Dating apps like Tinder show you the picture of a person, and ask you to swipe right if you're interested
Every weekend, members meet at multiple experiential events that are organised in Mumbai, Delhi and Bengaluru. "When it comes to bonding with someone, shared experiences work better than big parties, because when you're cooking or hiking together, it's easier to strike a conversation," she adds.
A survey conducted by the platform earlier this year confirms this. Over 88 per cent of 379 respondents said they would like to meet their partner through an activity they enjoyed doing. Moreover, over 76 per cent said that when being introduced to other singles, the authenticity of the profiles is of the highest importance.
Does it work?
It was in 2013 that Tinder, a dating app headquartered in the US, made a grand entry in India, almost instantly captivating the urban youth.
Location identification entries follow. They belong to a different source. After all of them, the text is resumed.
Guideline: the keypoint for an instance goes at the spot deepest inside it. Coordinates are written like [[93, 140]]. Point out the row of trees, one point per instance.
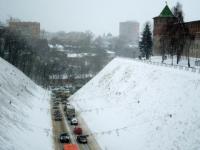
[[25, 53], [177, 38]]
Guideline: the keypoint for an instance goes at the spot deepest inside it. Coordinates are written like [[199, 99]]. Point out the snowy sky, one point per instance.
[[98, 16]]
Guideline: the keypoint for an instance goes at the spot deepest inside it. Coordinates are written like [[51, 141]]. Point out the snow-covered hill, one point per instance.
[[25, 122], [132, 105]]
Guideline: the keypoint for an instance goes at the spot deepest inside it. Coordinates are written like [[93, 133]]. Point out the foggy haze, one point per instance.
[[98, 16]]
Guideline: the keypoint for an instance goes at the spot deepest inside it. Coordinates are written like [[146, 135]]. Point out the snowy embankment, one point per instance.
[[25, 122], [132, 105]]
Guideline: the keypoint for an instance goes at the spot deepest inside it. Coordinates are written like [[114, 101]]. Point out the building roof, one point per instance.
[[166, 12]]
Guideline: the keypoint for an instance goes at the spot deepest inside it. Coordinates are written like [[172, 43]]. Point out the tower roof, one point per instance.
[[166, 12]]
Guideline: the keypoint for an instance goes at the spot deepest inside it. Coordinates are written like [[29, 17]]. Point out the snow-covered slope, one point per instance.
[[24, 112], [132, 105]]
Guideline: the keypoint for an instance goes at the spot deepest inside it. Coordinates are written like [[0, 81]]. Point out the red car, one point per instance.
[[77, 130]]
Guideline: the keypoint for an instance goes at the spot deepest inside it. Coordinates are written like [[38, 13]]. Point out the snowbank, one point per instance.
[[25, 122], [133, 105]]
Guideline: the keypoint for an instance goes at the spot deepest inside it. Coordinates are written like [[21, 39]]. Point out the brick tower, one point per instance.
[[161, 22]]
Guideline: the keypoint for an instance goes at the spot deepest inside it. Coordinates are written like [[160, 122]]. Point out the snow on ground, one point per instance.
[[183, 61], [132, 105], [25, 122]]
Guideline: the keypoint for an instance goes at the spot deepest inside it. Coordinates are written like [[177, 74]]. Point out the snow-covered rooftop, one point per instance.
[[135, 105]]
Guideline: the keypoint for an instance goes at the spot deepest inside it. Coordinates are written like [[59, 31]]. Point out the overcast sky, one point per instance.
[[98, 16]]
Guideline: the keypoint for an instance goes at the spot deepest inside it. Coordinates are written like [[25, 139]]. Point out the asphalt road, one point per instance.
[[64, 126]]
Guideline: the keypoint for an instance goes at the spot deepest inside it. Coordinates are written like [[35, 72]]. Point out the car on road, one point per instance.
[[56, 112], [74, 121], [64, 138], [77, 130], [82, 139], [55, 107], [58, 118]]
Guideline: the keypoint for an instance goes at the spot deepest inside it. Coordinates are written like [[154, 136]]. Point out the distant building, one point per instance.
[[167, 19], [129, 32], [28, 29]]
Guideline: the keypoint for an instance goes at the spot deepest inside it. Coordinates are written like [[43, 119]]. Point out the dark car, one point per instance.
[[64, 138], [82, 139], [55, 107], [58, 118], [74, 121], [77, 130], [56, 112]]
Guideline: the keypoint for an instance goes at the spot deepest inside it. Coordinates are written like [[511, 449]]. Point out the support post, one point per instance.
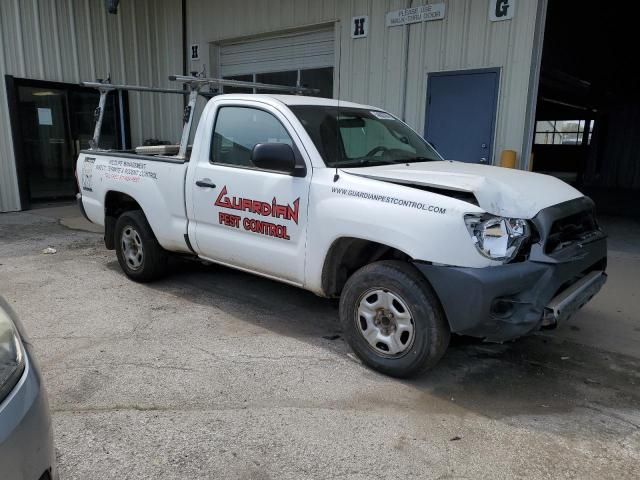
[[99, 115], [189, 110]]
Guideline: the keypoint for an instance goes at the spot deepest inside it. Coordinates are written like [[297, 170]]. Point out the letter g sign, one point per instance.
[[501, 10]]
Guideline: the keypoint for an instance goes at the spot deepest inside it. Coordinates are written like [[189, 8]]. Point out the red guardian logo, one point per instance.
[[265, 209]]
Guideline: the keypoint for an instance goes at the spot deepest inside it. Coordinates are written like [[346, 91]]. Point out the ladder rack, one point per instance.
[[194, 87]]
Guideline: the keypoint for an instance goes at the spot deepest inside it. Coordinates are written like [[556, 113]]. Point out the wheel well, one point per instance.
[[115, 204], [349, 254]]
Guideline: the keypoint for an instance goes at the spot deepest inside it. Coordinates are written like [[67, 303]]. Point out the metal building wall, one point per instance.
[[74, 40], [389, 68]]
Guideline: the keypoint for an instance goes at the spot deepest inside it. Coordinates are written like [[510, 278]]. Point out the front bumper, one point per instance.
[[26, 436], [508, 301]]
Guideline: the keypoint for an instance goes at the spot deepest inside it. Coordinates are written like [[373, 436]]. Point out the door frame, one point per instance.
[[470, 71], [12, 84]]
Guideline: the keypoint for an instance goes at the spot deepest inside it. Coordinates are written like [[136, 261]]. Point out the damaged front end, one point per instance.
[[558, 271]]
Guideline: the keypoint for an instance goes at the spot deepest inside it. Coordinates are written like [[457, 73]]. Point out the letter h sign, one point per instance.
[[501, 10], [359, 27]]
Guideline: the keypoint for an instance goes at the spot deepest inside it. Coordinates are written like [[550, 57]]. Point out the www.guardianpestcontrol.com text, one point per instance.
[[387, 199]]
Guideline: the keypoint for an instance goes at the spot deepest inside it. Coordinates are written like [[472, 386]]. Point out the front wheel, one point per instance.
[[139, 253], [393, 320]]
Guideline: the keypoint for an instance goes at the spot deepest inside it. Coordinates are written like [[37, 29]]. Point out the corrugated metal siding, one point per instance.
[[379, 70], [74, 40]]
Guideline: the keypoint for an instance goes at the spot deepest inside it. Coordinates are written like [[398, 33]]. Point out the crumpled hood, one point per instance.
[[500, 191]]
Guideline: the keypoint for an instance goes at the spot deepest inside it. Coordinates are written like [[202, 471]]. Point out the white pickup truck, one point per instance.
[[347, 201]]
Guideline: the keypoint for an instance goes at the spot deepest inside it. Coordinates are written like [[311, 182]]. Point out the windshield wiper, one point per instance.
[[413, 159]]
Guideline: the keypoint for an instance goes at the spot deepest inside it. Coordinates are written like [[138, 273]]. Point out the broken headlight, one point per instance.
[[497, 238], [11, 355]]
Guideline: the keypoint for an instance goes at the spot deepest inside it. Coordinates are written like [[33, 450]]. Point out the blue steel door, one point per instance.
[[461, 112]]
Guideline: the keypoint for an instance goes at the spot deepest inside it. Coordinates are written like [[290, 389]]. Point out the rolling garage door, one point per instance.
[[304, 59]]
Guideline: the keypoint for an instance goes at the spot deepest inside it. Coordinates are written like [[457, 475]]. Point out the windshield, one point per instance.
[[354, 137]]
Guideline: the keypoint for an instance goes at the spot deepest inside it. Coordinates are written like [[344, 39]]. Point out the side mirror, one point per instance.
[[278, 157]]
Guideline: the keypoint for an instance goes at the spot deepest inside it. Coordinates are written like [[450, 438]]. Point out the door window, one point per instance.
[[239, 129]]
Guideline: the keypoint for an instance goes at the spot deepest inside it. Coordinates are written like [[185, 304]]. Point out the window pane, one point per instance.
[[289, 78], [239, 129], [568, 126], [361, 136], [244, 78], [320, 78], [543, 139], [569, 139], [545, 126]]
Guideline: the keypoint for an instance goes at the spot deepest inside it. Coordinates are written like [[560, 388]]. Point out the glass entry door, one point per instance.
[[55, 121]]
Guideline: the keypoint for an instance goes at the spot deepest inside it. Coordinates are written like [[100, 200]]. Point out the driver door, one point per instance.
[[244, 216]]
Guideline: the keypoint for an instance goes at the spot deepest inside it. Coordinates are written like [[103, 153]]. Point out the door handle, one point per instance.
[[205, 183]]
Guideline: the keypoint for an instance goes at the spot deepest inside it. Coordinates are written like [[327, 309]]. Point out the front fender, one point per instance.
[[426, 226]]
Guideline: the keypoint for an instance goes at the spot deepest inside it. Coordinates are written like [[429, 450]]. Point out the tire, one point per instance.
[[415, 333], [139, 254]]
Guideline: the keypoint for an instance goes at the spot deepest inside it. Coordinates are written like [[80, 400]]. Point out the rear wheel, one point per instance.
[[139, 253], [393, 319]]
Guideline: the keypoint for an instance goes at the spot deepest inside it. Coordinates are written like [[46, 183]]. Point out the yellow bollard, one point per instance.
[[508, 159]]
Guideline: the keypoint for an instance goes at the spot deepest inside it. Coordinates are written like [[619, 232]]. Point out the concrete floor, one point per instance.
[[213, 373]]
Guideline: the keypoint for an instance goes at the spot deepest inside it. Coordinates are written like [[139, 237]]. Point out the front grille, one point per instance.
[[568, 230]]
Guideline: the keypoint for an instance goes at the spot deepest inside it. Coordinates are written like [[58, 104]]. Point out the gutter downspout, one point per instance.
[[406, 65], [184, 49]]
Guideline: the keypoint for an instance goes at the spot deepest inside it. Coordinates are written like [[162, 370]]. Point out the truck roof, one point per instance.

Mangharam, however, says that rather than hindering them, dating apps have only catapulted their platform to new heights.
Clinical psychologist Seema Hingorrany explains why this might be. "Today's urban professionals are wary of arranged marriages. When that option is out, they start wondering where to look for a partner. Dating apps are one alternative, but many of my clients who have used them in the hope of getting into a serious relationship were thoroughly disappointed. These apps are also risky because you're investing not just time and energy, but also money [if you go on multiple dates], only to find out later that the person has lied about who they really are. So, singles' clubs and networks seem like the safer option," she explains.
Floh's survey showed people don't trust the online space, with close to 77 per cent of 263 respondents agreeing that an individual's online persona differs vastly from what they're like in real life.
This doesn't mean singles' networks are without their pitfalls. With many having mushroomed in the last few years, it's hard to figure out which ones will help you find success, especially when signing up for membership requires you to put down a hefty subscription fee.
Take, for instance, the stats that Sirf Coffee offers on the home page of its website. Of 6,439 dates they've set up for members, 61 per cent (3,928) have turned into second dates. That's not too bad, but here's where it gets disheartening. Only 234 of these dates have led to marriage. That's a success rate of 5.9 per cent.
But this hasn't deterred the founders of any of these platforms from playing Cupid. The ladies behind Aphrodite are already in the process of planning their next event, slated for September 27. "It will be a fun and casual karaoke night. After this one, we're also planning other activities like bowling, as well as something for the LGBT community," says Khanna excitedly. After all, isn't everyone in it to find love?
What singlesâÂÂhave to say
Kavita Joshi, 29
Dating apps haven't worked for me, and while I haven't been to a singles event, I would certainly consider joining one of these networks. Even if it means shelling out money for a membership, I'm not averse to trying it out if it means I'll meet someone. And even if I don't, it appears as though I'll end up having a good time.
Ranjib Mazumder, 34
I don't think I'm capable of being committed to one person my entire life, and for this simple reason, I would go for a dating app over an offline platform for singles. I'm of the opinion that sexual compatibility is important. Once that box is ticked, two people can then decide if they want to go on any dates.